Langkat Regency (Kabupaten Langkat) is the northernmost regency of North Sumatra Province in Indonesia. Its administrative centre is the town of Stabat. It has a land area of 6,263.29 km^{2} and its population was 967,535 at the 2010 Census and 1,030,202 at the 2020 Census; the official estimate as of mid 2025 was 1,089,969 (comprising 550,151 males and 539,818 females).
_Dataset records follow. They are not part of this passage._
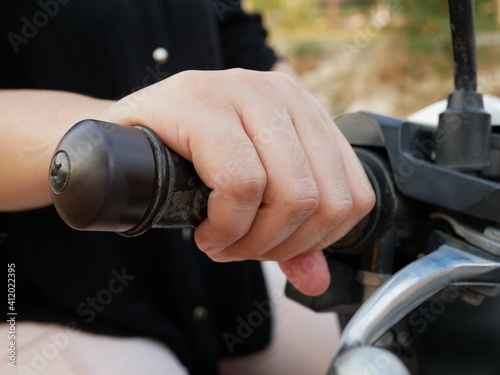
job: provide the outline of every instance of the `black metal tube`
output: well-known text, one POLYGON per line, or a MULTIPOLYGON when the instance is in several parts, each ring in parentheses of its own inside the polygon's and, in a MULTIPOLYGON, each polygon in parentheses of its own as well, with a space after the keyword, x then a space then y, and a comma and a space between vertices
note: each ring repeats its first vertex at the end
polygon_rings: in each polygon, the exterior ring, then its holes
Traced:
POLYGON ((448 0, 455 89, 476 91, 477 64, 474 36, 474 0, 448 0))
POLYGON ((441 141, 436 164, 459 171, 481 171, 490 164, 491 116, 476 91, 474 1, 448 0, 454 58, 455 90, 439 116, 441 141))

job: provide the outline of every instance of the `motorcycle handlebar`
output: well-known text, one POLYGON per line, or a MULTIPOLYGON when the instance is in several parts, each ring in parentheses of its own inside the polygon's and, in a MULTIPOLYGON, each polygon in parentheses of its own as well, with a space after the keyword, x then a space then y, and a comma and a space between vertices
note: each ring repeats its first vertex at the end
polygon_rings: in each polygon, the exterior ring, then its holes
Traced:
POLYGON ((77 123, 61 139, 49 185, 70 227, 124 236, 196 226, 210 193, 193 165, 151 130, 96 120, 77 123))

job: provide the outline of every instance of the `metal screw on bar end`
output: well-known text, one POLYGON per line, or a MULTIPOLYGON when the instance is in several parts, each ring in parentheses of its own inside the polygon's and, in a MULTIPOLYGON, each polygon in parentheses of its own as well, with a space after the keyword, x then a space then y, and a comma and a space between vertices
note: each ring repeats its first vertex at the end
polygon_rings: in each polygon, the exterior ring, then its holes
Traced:
POLYGON ((70 227, 124 232, 150 204, 155 161, 142 131, 83 120, 59 141, 48 177, 54 207, 70 227))
POLYGON ((50 165, 50 188, 55 194, 60 194, 68 185, 71 174, 71 164, 68 154, 64 151, 59 151, 52 158, 50 165))

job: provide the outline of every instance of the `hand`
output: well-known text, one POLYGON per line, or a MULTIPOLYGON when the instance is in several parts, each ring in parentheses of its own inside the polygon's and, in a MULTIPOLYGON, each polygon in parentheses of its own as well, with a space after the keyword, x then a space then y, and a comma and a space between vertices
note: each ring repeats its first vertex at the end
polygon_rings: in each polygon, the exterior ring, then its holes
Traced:
POLYGON ((195 231, 214 261, 276 260, 302 292, 329 284, 320 252, 374 205, 356 155, 282 73, 187 71, 118 101, 104 120, 153 129, 212 189, 195 231))

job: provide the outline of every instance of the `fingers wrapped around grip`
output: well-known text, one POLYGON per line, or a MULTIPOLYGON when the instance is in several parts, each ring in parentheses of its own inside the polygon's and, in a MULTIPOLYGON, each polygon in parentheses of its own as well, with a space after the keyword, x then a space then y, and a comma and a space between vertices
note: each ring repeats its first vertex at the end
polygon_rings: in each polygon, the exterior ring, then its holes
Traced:
MULTIPOLYGON (((373 191, 350 145, 290 77, 184 72, 143 91, 147 100, 120 120, 148 124, 212 189, 195 240, 213 260, 277 260, 292 278, 295 263, 371 210, 373 191)), ((328 283, 318 262, 302 289, 328 283)))

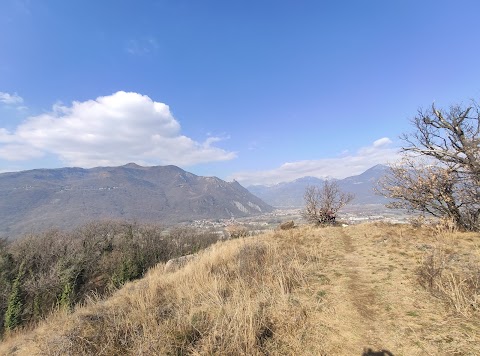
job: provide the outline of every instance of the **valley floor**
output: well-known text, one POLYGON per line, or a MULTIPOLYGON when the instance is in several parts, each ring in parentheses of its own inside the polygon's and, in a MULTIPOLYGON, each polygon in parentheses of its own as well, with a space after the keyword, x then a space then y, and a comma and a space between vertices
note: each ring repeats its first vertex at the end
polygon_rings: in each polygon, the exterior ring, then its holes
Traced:
POLYGON ((480 261, 479 234, 407 225, 227 241, 8 336, 0 354, 480 355, 477 305, 455 309, 419 285, 441 248, 480 261))

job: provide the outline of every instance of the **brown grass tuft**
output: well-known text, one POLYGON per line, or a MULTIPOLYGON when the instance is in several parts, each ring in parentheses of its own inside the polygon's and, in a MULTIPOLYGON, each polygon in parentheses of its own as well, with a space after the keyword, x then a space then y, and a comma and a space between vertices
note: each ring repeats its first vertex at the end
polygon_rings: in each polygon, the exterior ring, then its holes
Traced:
POLYGON ((439 244, 425 254, 417 268, 418 280, 452 310, 468 317, 480 312, 480 258, 460 255, 450 246, 439 244))

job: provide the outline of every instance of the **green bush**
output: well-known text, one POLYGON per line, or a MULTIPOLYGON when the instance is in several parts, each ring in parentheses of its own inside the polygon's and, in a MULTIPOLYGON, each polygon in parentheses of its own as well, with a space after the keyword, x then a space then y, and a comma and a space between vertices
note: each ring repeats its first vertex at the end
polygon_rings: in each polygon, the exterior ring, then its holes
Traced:
POLYGON ((5 312, 4 327, 5 330, 10 331, 15 329, 22 322, 23 300, 21 283, 25 273, 24 263, 20 265, 18 275, 13 281, 12 290, 8 298, 7 311, 5 312))

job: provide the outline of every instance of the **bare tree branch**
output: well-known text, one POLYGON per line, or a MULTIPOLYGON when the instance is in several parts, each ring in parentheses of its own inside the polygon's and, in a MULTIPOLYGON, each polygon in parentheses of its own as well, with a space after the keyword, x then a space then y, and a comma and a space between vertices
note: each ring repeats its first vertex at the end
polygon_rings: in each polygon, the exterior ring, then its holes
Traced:
POLYGON ((480 230, 479 105, 447 111, 432 105, 411 122, 415 131, 401 136, 404 160, 390 166, 378 191, 394 199, 390 207, 447 216, 459 227, 480 230))

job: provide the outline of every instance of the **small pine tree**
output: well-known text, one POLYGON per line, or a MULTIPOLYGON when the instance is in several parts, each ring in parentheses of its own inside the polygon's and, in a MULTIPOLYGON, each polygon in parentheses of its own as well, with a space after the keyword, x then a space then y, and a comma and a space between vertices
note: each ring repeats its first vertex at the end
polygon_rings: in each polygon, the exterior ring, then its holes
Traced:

Its population is roughly equivalent to that of Djibouti.

Immediately to the south is Karo Regency, to the east is Deli Serdang Regency (which surrounds the city of Medan) and the city of Binjai (formerly part of Langkat Regency), to the northeast lies the Strait of Malacca and to the west lies Aceh Province.

==Administrative districts==
Langkat Regency is divided into twenty-three administrative districts (Indonesian: kecamatan), tabulated below with their areas and their populations at the 2010 Census and the 2020 Census, together with the official estimates as of mid 2025. The table also includes the locations of the district administrative centres, the number of administrative villages in each district (totaling 240 rural desa and 37 urban kelurahan), and its post code.

| Kode Wilayah | Name of District (kecamatan) | Area in km^{2} | Pop'n Census 2010 | Pop'n Census 2020 | Pop'n Estimate mid 2025 | Admin centre | No. of kelu- rahan | No. of desa | Post code |
|---|---|---|---|---|---|---|---|---|---|
| 12.05.01 | Bahorok | 1,101.83 | 39,851 | 41,570 | 43,448 | Pekan Bahorok | 1 | 18 | 20774 |
| 12.05.21 | Sirapit | 98.50 | 15,908 | 16,703 | 17,513 | Sidorejo | - | 10 | 20775 |
| 12.05.02 | Salapian | 221.73 | 25,924 | 26,238 | 27,025 | Minta Kasih | 1 | 16 | 20777 |
| 12.05.22 | Kutambaru | 236.84 | 13,425 | 14,109 | 14,800 | Kutambaru | - | 8 | 20773 |
| 12.05.04 | Sei Bingai | 333.17 | 48,346 | 51,617 | 54,559 | Namu Ukur | 1 | 15 | 20771 |
| 12.05.03 | Kuala | 206.23 | 39,125 | 40,327 | 41,905 | Pekan Kuala | 2 | 14 | 20772 |
| 12.05.06 | Selesai | 167.73 | 69,324 | 72,595 | 77,938 | Pekan Selesai | 1 | 13 | 20762 |
| 12.05.05 | Binjai ^{(a)} | 42.05 | 42,325 | 47,018 | 50,654 | Kuala Begumit | 1 | 6 | 20761 |
| 12.05.07 | Stabat | 108.85 | 81,971 | 91,153 | 98,252 | Stabat Binjai | 6 ^{(b)} | 6 | 20811 - 20816 |
| 12.05.08 | Wampu | 194.21 | 40,612 | 42,388 | 44,315 | Bingai | 1 | 13 | 20851 |
| 12.05.19 | Batang Serangan | 899.38 | 35,019 | 35,764 | 36,998 | Pekan Batang Serangan | 1 | 7 | 20852 |
| 12.05.20 | Sawit Seberang | 209.10 | 25,197 | 25,765 | 26,670 | Pekan Sawit Seberang | 1 | 6 | 20811 |
| 12.05.12 | Padang Tualang | 221.14 | 46,687 | 52,895 | 57,552 | Tanjung Selamat | 1 | 11 | 20850 |
| 12.05.10 | Hinai | 105.26 | 47,843 | 52,664 | 56,484 | Kebun Lada | 1 | 12 | 20854 |
| 12.05.09 | Secanggang | 231.19 | 65,349 | 70,482 | 74,865 | Hinai Kiri | 1 | 16 | 20855 |
| 12.05.11 | Tanjung Pura | 179.61 | 64,412 | 69,018 | 73,078 | Pekan Tanjung Pura | 1 | 18 | 20853 |
| 12.05.13 | Gebang ^{(c)} | 178.49 | 42,587 | 47,509 | 51,284 | Pekan Gebang | 1 | 10 | 20856 |
| 12.05.14 | Babalan | 76.41 | 56,456 | 56,706 | 58,185 | Pelawi Utara | 4 ^{(d)} | 4 | 20857 |
| 12.05.17 | Sei Lepan | 280.68 | 46,810 | 49,630 | 52,282 | Alor Dua | 5 ^{(e)} | 9 | 20776 |
| 12.05.18 | Brandan Barat (West Brandan) | 89.80 | 21,905 | 24,398 | 25,727 | Tangkahan Durian | 2 | 5 | 20881 |
| 12.05.16 | Besitang | 720.74 | 43,958 | 45,286 | 47,051 | Pekan Besitang | 3 ^{(f)} | 6 | 20859 |
| 12.05.15 | Pangkalan Susu ^{(g)} | 151.35 | 41,512 | 43,873 | 46,146 | Bukit Petai | 2 | 9 | 20858 |
| 12.05.23 | Pematang Jaya | 209.00 | 12,992 | 12,869 | 13,238 | Limau Mungkur | - | 8 | 20858 - 20859 |
|  | Totals | 6,263.29 | 967,535 | 1,030,202 | 1,089,969 |  | 37 | 240 |  |

Notes: (a) adjacent to, but not part of Binjai city.
(b) the kelurahan of Dendang, Kwala Bingai, Paya Mabar, Perdamaian, Sidomulyo and Stabat Baru.
(c) includes the offshore island of Pulau Selingkar. (d) the kelurahan of Brandan Barat, Brandan Timur, Brandan Timur Baru and Pelawi Utara.
(e) the kelurahan of Alur Dua, Alur Dua Baru, Harapan Jaya, Sei Bilah Barat and Sei Bilah Timur. (f) the kelirahan of Bukit Kubu, Kampung Lama and Pekan Besitang.
(g) includes the offshore islands of Pulau Kampai, Pulau Panjang, Pulau Rawa and Pulau Sembilan.